Which is more reliable?

bwkaz
01-24-2007, 08:18 PM
Depends on what you're looking for. ;)

If you want to find out how much physical RAM a process is using, the pmap approach is probably the most reliable. However, it may be possible that a private mapping isn't actually backed by physical RAM, I'm not sure. If you want to find out how many page table entries it's using, I'm not sure you can get that from anywhere. If you want to find out how much swap space it's using, I'd bet that's available somewhere, but I don't know where.

But anyway, the ps command shows both RSS and SZ; which are you using? RSS is the "resident set size"; I'm not entirely sure what this is, but I think it's supposed to be the amount of (not-swapped-out!) physical memory being used. SZ is, according to ps's manpage, the "approximate amount of swap space that would be required if the process were to dirty all writable pages and then be swapped out". This doesn't really correspond to much in the real world, other than perhaps the number of writable pages being used, but the manpage says it's "very approximate" anyway. I'd stay away from that number, I think.

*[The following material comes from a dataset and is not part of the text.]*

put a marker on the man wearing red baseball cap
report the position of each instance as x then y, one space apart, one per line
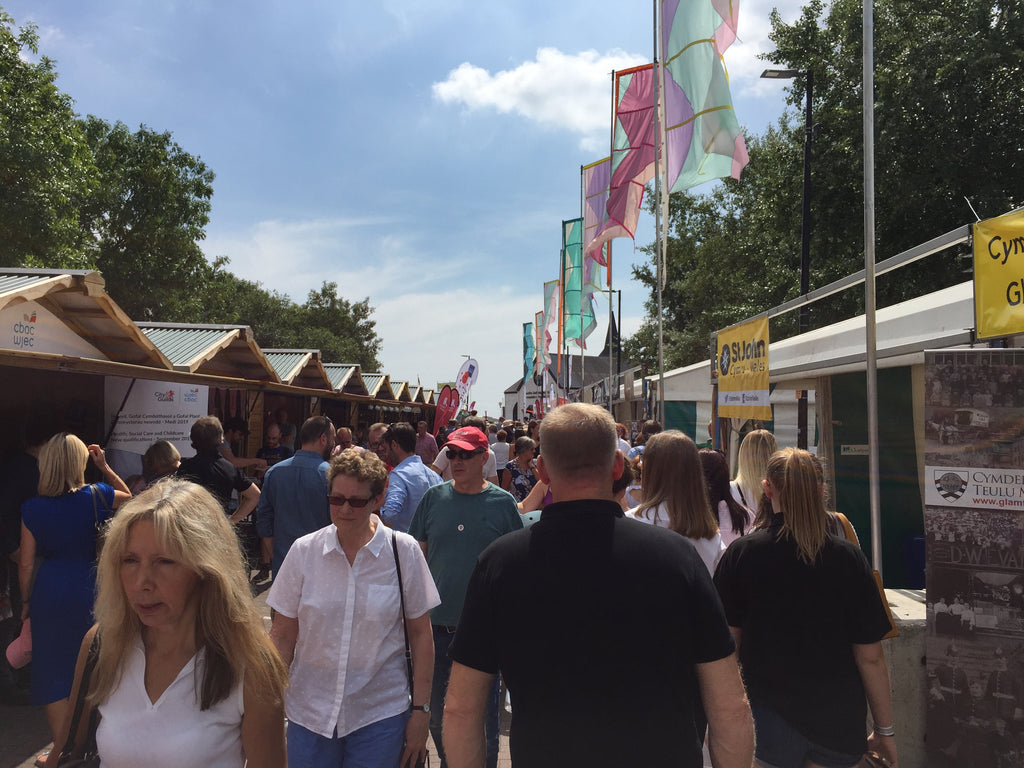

Maybe it'd be better for me to ask this question: What are you going to do with this information (that is, the amount of "memory" being used by each process) if you can find it? :)

voidinit
01-25-2007, 12:29 AM
/proc/$(pidof process)/{stat,status,statm} (under kernel 2.6.x at least) gives quite a few numbers on memory usage. Not quite sure what they all mean, and they might be subject to change for different kernel versions, but if you can get some documentation on what all the fields are, it could possibly be what you are looking for.